C’est d’ailleurs au congrès annuel de la FNSEA, à Angers, que le ministre de l’Agriculture, Marc Fesneau a provoqué un tollé en annonçant revenir sur l’interdiction du S-métolachlore. Le 15 février, l’Agence nationale de sécurité sanitaire de l’alimentation, de l’environnement et du travail (Anses) avait engagé une procédure d’interdiction de ce pesticide moins connu par le grand public que le glyphosate. En cause : la pollution de l’eau et des nappes phréatiques qu’il génère.
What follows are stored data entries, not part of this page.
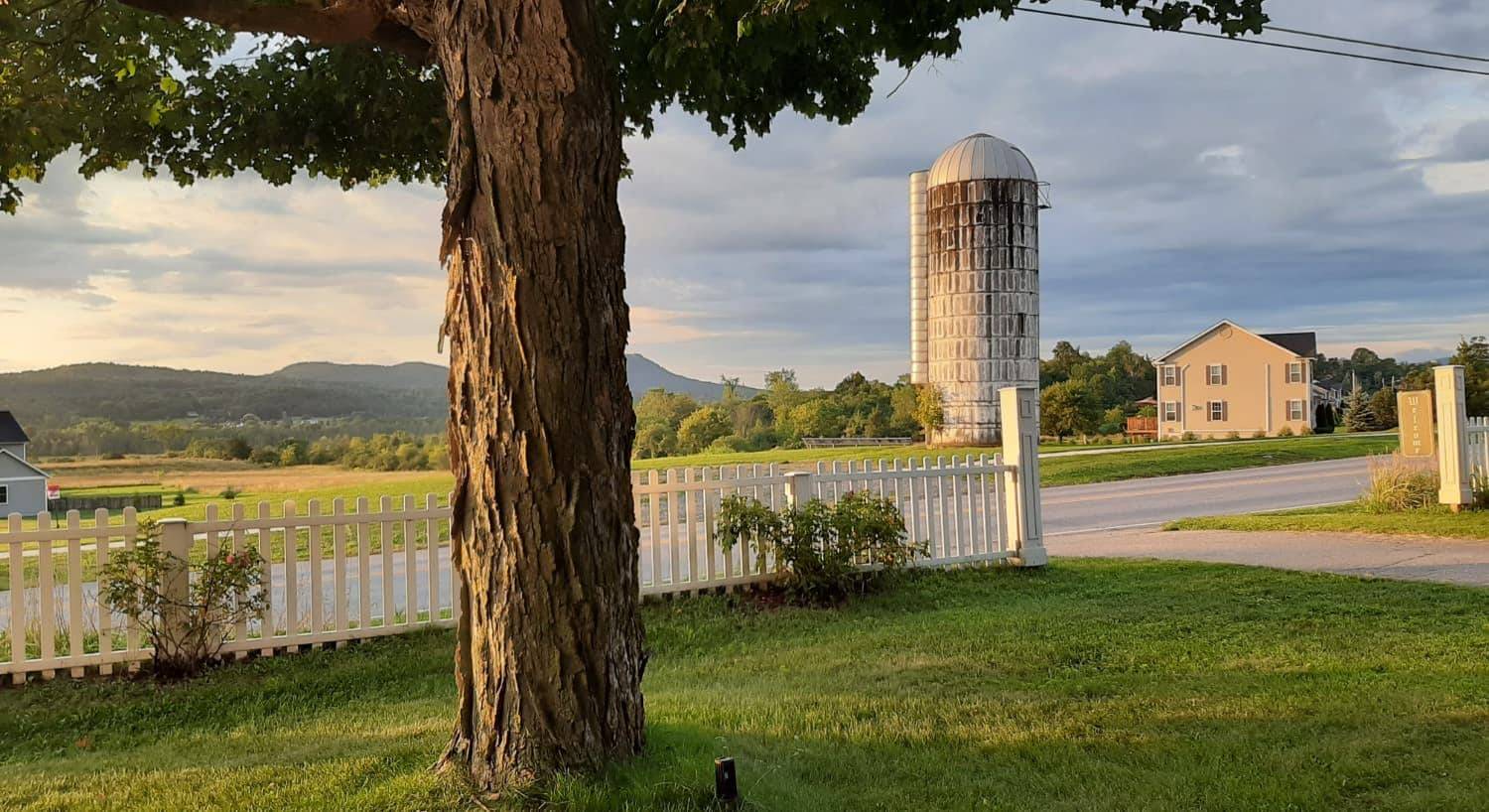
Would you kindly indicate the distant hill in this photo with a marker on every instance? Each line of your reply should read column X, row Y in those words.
column 645, row 374
column 310, row 389
column 411, row 374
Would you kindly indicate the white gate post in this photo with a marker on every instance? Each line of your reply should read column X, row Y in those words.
column 1452, row 439
column 176, row 540
column 1020, row 427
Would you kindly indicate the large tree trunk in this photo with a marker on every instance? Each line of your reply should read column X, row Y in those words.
column 550, row 650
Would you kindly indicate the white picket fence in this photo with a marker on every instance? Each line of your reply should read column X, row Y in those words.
column 360, row 571
column 955, row 508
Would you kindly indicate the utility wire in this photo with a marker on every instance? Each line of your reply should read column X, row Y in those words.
column 1248, row 41
column 1378, row 44
column 1352, row 41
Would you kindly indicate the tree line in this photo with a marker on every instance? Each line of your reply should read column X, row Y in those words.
column 1081, row 393
column 782, row 415
column 378, row 445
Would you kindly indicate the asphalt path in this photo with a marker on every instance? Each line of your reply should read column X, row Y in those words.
column 1143, row 502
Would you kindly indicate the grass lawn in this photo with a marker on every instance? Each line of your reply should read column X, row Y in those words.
column 1092, row 684
column 1351, row 519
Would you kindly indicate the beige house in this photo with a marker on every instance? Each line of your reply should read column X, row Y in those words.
column 1230, row 380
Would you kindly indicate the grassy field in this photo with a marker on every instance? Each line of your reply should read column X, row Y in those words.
column 204, row 480
column 1086, row 686
column 800, row 457
column 1202, row 460
column 1351, row 519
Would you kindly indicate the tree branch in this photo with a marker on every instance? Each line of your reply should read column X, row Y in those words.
column 339, row 23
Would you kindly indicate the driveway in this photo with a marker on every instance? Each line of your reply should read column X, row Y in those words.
column 1144, row 502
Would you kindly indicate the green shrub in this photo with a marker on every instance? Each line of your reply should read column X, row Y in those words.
column 187, row 627
column 1400, row 484
column 822, row 552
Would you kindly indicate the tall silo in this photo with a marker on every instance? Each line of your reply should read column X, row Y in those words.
column 919, row 341
column 980, row 277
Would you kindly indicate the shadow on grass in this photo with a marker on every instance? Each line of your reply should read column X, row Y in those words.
column 1087, row 686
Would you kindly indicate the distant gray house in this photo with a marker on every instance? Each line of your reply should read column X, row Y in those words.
column 23, row 486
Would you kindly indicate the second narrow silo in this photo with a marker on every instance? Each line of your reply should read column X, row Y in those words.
column 982, row 282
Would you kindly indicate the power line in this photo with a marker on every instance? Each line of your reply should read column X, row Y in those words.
column 1250, row 41
column 1378, row 44
column 1354, row 41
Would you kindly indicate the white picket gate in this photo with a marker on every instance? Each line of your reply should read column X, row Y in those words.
column 1479, row 448
column 953, row 507
column 362, row 571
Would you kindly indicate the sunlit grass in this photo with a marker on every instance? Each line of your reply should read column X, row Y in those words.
column 1351, row 519
column 1087, row 686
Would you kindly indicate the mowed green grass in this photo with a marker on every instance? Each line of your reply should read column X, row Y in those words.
column 1351, row 519
column 1090, row 684
column 325, row 484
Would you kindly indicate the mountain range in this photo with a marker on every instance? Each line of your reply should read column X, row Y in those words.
column 307, row 389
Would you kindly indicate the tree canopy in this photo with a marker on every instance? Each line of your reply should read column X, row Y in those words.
column 353, row 91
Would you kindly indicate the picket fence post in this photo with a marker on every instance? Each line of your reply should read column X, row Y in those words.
column 1020, row 427
column 798, row 489
column 1452, row 430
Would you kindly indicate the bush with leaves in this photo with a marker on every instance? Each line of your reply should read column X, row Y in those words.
column 185, row 609
column 822, row 552
column 1399, row 483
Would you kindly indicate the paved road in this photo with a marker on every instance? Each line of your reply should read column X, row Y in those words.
column 1140, row 502
column 1402, row 558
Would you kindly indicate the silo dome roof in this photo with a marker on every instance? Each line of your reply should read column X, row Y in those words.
column 980, row 157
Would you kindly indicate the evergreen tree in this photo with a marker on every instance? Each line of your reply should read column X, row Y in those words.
column 1358, row 418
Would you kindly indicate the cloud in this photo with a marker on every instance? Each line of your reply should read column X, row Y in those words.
column 1193, row 181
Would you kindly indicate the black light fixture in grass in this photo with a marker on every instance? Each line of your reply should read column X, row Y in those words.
column 726, row 784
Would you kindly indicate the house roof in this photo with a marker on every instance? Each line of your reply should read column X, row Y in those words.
column 6, row 458
column 1294, row 342
column 11, row 431
column 1298, row 342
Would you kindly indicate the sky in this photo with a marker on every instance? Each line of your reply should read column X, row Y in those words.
column 1193, row 181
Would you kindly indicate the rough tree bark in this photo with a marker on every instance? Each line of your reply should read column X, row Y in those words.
column 550, row 645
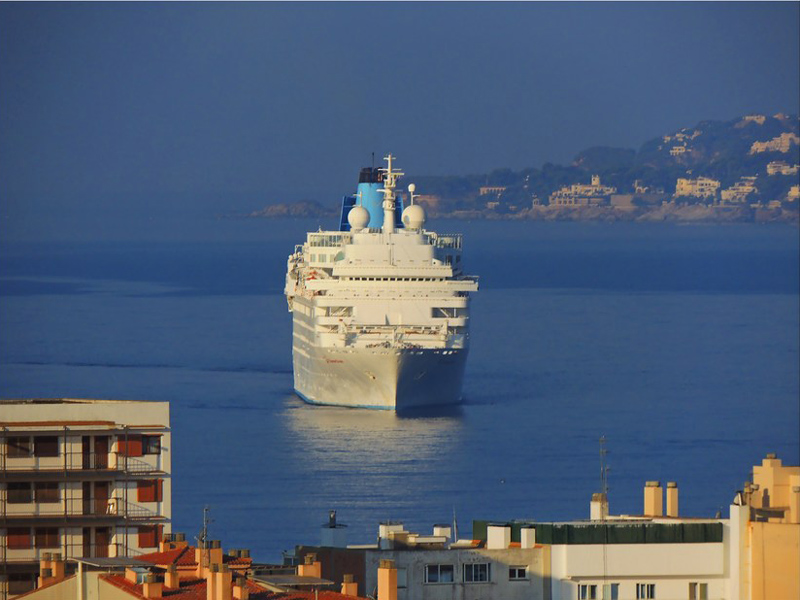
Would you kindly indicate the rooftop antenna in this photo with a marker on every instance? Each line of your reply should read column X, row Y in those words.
column 603, row 467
Or, le 30 mars, alors qu’Emmanuel Macron présentait son plan eau, Marc Fesneau a demandé à l’Anses une "réévaluation de sa décision sur le S-métolachlore, parce que cette décision n’est pas alignée sur le calendrier européen et qu’elle tombe sans alternatives crédibles".


Une décision qui passe mal alors que depuis 2014 c’est bien l’Anses et non le ministère de l’Agriculture qui est chargée des autorisations de mise sur le marché. "C’est la science qui décide, pas le politique. C’est vraiment une situation catastrophique, je n’ai jamais vu ça. Ça s’annonce très mal pour la suite", dénonce François Veillerette.